Experts say that China’s AI development shows that regulation does not have to be a barrier for innovation.
DeepSeek, a Chinese artificial intelligence large language model, has taken the US by surprise by quickly challenging dominant players such as OpenAI’s ChatGPT, Google’s Gemini and Meta’s LLama. Experts believe that this can also be a wake-up call for Europe’s AI innovators.
DeepSeek, a China-based company, was founded in July 2023 by Liang Wenfeng, an information and electronics engineer, and is the first of such advanced AI system which is available to users for free.
It comes after the rise of OpenAI’s ChatGPT which was first launched in 2022, and quickly became synonymous with the development of genAI.
In Europe, French start-up Mistal AI is the only real competitor to the US and Chinese giants. In 2024, it announced a new large language model set to rival OpenAI’s ChatGPT. However, the company previously complained that Europe lacks the data centres to train artificial intelligence models that match the current demand.
According to Nathalie Smuha, assistant professor at Leuven University, the rise of DeepSeek is an opportunity for LLM developers in Europe and around the world to challenge themselves to find ways to be more innovative “without being the ‘biggest’ one”.
“It shows that the US model of always throwing more money and data at it is not the only way. And it is also a reminder that regulation – such as a restriction on the export of chips – does not need to stand in the way of innovation,” she told Euronews.
Lucie-Aimée Kaffee, EU policy lead at Franco-American AI company Hugging Face – which provides access to a code library for evaluating machine learning models and data sets — echoed these statements.
“By focusing on responsible, high-quality AI rather than pure scale, European developers have a unique opportunity to play to their strengths: advancing AI that is efficient, trustworthy, and tailored to diverse applications,” she said.
AI continent
Henna Virkkunen, European Commissioner-designate for Tech Sovereignty, Security and Democracy, pledged to make Europe the ‘AI continent’, but the bloc trailsbehind other regions in the world when it comes to investment in AI.
A reportpublished in May 2024 by the EU Court of Auditors warned that Europe has so far had little success in developing its own artificial intelligence ecosystem, and has failed to accelerate investment on a par with global leaders.
The overall AI investment gap between the US and the EU more than doubled between 2018 and 2020, with the EU trailing by more than €10 billion and newly elected US President Donald Trump just announced billions of dollars in AI investments.
Claes de Vreese, University Professor of Artificial Intelligence and Society at the University of Amsterdam, told Euronews that with the rise of a Chinese LLM player, Europe is now caught in the middle of the US and Chinese developments.
“Rather than entering into a race about being faster or bigger, the EU, also in the light of the Draghi report, needs to come up with an innovative model that explicitly centers data protection and security.
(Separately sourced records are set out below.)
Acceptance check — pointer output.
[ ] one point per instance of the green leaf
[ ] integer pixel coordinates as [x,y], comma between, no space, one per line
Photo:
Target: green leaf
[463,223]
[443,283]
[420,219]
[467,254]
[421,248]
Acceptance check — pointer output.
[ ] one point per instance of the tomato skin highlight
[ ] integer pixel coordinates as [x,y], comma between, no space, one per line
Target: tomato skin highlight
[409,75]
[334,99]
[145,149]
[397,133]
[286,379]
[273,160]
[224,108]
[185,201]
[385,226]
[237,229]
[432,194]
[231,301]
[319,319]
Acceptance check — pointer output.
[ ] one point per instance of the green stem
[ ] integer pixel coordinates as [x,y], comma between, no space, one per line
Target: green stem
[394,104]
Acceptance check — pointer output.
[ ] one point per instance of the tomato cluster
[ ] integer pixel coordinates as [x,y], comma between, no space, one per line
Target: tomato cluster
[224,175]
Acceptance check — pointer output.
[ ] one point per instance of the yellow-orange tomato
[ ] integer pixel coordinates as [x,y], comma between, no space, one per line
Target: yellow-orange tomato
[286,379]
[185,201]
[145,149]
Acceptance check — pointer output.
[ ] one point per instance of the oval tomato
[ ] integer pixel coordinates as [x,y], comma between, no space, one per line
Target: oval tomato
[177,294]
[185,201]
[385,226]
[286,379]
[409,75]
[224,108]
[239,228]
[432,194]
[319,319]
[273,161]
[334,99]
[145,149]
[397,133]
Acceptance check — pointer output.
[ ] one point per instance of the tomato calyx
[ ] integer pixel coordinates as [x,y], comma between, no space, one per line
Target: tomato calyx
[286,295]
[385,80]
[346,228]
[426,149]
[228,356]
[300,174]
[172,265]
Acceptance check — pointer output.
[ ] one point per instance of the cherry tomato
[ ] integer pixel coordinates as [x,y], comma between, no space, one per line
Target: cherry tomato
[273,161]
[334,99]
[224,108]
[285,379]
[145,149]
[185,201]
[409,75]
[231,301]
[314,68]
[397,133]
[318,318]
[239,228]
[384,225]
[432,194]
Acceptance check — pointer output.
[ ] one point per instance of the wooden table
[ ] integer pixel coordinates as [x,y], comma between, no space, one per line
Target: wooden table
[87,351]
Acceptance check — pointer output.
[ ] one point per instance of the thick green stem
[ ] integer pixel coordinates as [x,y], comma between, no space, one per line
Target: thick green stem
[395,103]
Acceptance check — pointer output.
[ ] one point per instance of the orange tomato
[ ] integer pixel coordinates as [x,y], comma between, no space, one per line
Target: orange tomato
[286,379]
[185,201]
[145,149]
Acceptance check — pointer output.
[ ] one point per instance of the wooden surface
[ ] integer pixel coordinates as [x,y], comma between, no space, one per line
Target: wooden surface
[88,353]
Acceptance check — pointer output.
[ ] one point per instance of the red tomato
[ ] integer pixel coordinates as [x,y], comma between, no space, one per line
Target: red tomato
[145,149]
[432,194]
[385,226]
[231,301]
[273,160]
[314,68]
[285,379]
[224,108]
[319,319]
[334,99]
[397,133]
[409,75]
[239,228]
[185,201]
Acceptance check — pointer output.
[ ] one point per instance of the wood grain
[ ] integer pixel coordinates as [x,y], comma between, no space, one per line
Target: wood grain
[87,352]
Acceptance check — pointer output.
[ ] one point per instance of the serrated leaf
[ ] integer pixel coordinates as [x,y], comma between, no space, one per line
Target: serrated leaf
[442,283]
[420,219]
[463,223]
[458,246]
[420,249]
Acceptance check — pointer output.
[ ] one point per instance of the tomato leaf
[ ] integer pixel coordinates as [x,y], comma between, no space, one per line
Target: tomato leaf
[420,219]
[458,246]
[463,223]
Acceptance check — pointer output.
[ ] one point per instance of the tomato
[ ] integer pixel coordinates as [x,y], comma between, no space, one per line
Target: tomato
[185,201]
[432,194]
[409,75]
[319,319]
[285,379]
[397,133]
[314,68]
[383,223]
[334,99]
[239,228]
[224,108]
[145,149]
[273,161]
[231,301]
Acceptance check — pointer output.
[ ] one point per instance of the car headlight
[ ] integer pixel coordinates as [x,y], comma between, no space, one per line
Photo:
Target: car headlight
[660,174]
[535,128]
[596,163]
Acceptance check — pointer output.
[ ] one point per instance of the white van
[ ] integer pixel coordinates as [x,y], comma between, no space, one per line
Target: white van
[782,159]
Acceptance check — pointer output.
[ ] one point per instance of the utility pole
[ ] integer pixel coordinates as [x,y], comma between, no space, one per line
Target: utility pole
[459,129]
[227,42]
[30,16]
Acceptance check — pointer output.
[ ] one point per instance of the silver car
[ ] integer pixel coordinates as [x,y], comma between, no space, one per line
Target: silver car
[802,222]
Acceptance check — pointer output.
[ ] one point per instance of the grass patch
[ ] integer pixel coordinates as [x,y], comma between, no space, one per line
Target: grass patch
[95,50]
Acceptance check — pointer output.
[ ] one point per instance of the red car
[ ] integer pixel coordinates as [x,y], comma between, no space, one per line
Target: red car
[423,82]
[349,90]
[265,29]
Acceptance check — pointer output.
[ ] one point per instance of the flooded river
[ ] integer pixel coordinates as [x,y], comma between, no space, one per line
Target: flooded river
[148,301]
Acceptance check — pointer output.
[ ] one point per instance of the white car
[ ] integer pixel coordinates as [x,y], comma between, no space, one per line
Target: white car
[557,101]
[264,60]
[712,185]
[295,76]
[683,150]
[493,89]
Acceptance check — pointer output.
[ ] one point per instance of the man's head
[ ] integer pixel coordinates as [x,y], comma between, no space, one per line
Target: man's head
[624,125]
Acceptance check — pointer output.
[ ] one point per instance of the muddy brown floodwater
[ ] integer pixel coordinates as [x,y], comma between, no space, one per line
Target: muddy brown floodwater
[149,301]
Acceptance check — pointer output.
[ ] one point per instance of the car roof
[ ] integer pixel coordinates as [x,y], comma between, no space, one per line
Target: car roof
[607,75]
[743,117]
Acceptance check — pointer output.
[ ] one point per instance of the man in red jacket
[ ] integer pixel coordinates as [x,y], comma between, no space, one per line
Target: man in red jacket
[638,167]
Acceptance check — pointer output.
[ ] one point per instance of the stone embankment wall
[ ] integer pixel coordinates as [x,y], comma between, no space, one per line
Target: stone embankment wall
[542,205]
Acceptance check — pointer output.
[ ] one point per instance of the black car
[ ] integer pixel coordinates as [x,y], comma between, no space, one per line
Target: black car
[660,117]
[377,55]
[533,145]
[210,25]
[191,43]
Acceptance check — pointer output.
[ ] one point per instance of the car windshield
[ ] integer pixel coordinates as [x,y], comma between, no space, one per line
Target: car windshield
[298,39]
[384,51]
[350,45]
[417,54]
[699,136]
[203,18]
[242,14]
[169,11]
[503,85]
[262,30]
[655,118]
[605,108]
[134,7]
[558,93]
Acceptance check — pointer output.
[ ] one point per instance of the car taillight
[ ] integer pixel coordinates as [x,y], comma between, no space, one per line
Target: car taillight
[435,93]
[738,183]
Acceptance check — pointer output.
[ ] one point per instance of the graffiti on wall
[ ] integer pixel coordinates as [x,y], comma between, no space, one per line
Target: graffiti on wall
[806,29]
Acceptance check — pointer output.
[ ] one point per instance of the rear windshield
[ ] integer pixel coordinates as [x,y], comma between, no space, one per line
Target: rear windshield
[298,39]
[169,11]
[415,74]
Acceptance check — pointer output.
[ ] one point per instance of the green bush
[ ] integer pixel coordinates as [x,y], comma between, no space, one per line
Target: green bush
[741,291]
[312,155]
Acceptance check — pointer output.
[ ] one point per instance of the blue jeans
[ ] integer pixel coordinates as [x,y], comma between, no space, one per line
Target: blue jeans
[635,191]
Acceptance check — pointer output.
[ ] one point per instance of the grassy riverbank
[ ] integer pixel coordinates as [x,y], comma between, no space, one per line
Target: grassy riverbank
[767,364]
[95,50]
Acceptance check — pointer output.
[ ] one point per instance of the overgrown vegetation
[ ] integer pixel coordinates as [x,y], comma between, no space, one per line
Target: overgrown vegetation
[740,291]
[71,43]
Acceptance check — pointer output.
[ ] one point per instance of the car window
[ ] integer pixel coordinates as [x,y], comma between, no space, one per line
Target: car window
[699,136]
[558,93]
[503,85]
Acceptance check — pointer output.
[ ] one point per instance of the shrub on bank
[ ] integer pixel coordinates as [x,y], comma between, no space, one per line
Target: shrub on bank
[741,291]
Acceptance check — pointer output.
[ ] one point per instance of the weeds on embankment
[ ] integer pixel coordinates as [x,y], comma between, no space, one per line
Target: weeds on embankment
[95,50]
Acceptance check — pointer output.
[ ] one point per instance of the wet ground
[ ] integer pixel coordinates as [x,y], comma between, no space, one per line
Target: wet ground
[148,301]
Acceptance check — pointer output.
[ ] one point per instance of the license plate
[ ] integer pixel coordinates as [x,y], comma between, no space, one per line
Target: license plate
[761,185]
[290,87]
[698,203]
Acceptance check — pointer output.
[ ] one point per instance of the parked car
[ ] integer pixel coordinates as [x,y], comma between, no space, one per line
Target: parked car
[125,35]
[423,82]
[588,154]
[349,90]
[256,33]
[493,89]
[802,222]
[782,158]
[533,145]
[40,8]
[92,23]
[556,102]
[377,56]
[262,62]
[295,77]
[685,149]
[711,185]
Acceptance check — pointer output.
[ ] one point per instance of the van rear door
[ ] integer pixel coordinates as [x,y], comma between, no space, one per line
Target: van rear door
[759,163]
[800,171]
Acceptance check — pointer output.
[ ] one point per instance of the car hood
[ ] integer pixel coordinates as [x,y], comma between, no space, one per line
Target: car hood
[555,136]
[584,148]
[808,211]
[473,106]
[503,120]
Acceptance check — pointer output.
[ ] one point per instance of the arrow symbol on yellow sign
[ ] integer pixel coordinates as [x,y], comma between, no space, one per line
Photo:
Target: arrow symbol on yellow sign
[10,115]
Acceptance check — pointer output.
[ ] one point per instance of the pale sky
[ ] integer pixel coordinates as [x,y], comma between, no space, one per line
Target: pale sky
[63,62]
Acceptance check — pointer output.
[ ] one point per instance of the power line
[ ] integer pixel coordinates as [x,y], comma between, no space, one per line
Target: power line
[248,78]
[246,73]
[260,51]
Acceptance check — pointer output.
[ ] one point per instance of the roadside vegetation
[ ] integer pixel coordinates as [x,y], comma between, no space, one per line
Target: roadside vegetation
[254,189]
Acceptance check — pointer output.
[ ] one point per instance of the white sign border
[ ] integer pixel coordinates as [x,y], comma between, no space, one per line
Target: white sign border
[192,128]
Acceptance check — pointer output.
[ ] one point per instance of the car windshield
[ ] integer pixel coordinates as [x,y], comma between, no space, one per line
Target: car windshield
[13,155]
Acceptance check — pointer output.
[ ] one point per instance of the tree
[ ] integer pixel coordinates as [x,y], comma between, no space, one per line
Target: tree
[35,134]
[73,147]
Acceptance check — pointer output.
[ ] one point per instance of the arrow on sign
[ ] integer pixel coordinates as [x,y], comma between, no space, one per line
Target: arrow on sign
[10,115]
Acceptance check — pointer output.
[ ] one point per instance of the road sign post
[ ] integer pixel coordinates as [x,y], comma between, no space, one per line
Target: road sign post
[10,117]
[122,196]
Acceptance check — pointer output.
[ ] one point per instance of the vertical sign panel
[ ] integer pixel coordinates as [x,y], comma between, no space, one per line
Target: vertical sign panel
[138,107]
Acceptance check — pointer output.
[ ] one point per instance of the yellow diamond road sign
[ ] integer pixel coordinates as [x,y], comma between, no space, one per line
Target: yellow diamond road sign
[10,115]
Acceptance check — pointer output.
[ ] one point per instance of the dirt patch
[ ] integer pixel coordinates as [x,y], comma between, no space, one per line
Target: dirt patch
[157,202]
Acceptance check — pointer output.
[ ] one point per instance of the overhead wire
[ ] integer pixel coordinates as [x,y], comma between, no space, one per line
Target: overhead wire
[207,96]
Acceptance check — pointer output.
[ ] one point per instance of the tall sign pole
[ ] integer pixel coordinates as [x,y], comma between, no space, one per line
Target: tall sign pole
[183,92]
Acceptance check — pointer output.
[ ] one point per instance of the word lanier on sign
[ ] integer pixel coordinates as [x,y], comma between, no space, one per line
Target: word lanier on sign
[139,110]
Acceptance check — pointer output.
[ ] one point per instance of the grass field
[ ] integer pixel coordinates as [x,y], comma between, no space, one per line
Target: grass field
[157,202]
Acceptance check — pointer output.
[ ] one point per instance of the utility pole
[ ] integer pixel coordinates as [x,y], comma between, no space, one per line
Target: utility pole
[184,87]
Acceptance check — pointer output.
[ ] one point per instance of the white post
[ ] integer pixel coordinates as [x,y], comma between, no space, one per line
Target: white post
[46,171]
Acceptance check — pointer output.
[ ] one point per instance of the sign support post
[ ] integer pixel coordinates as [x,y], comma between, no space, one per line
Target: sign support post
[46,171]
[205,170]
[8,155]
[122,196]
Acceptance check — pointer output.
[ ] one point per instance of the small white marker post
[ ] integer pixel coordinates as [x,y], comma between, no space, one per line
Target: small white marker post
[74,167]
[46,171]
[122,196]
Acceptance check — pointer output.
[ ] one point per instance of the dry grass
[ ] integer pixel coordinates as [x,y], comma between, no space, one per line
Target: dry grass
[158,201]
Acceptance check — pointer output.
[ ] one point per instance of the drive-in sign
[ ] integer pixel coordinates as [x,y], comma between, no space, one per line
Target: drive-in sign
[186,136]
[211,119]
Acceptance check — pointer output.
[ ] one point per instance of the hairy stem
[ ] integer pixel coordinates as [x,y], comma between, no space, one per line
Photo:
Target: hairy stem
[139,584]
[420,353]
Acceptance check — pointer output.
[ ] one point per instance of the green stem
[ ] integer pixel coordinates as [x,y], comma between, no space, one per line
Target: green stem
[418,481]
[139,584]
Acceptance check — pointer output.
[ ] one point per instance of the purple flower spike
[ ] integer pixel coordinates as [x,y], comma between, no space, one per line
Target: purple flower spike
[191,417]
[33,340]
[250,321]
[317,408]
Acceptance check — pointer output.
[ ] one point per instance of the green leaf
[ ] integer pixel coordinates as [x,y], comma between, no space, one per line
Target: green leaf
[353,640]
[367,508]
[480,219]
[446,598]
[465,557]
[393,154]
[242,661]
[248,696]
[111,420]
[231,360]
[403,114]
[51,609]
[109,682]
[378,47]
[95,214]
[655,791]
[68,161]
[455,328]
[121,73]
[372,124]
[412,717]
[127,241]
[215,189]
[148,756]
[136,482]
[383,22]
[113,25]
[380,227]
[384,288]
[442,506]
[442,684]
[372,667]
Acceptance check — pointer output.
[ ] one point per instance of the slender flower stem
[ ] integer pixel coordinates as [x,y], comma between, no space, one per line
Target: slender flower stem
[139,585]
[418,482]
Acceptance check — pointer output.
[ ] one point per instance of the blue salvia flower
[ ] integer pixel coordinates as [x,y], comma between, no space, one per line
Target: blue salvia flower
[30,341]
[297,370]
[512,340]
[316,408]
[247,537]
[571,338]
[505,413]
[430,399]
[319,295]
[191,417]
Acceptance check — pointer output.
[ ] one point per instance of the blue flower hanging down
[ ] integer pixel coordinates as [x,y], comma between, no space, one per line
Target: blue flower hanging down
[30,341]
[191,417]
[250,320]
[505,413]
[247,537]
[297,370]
Consumers will want this in the long run, so this can turn out to be a viable, responsible, and competitive strategy,” De Vreese added.
Paul De Hert, Professor at the Vrije Universiteit Brussel (VUB), said yesterday during a data privacy conference co-organized by the Council of Europe in Brussels that the open source technology behind the DeepSeek development is the most interesting.
De Hert explained that by democratising this technology, it challenges the current power imbalance between countries and companies with almost unlimited resources compared to others – and that Europe could benefit from it.
Data protection issues
So far, AI LLMs have clashed with Europe’s regulators about the use of data to train their systems.
Last August, the Irish Data Protection Authority fileda complaint at the country’s High Court, over the use by X’s Grok of personal data to train its artificial intelligence tools.
Anna Rogers, Associate Professor at the IT University of Copenhagen, said that the rising public awareness of privacy issues might lead to more opportunities for “privacy-first, socially sustainable EU-based businesses.”
“The waning public trust in the tech giants could be an opportunity for Europe, as it is widely known to offer so far the strongest privacy principles on the globe,” she said.
Hugging Face’s Kaffee said that EU companies could become more successful if AI models developed outside Europe face regulatory restrictions, particularly regarding data usage and compliance with EU laws.
“As scrutiny increases, AI companies operating outside Europe may struggle to deploy their models within the EU market, especially for high-risk applications,” she said.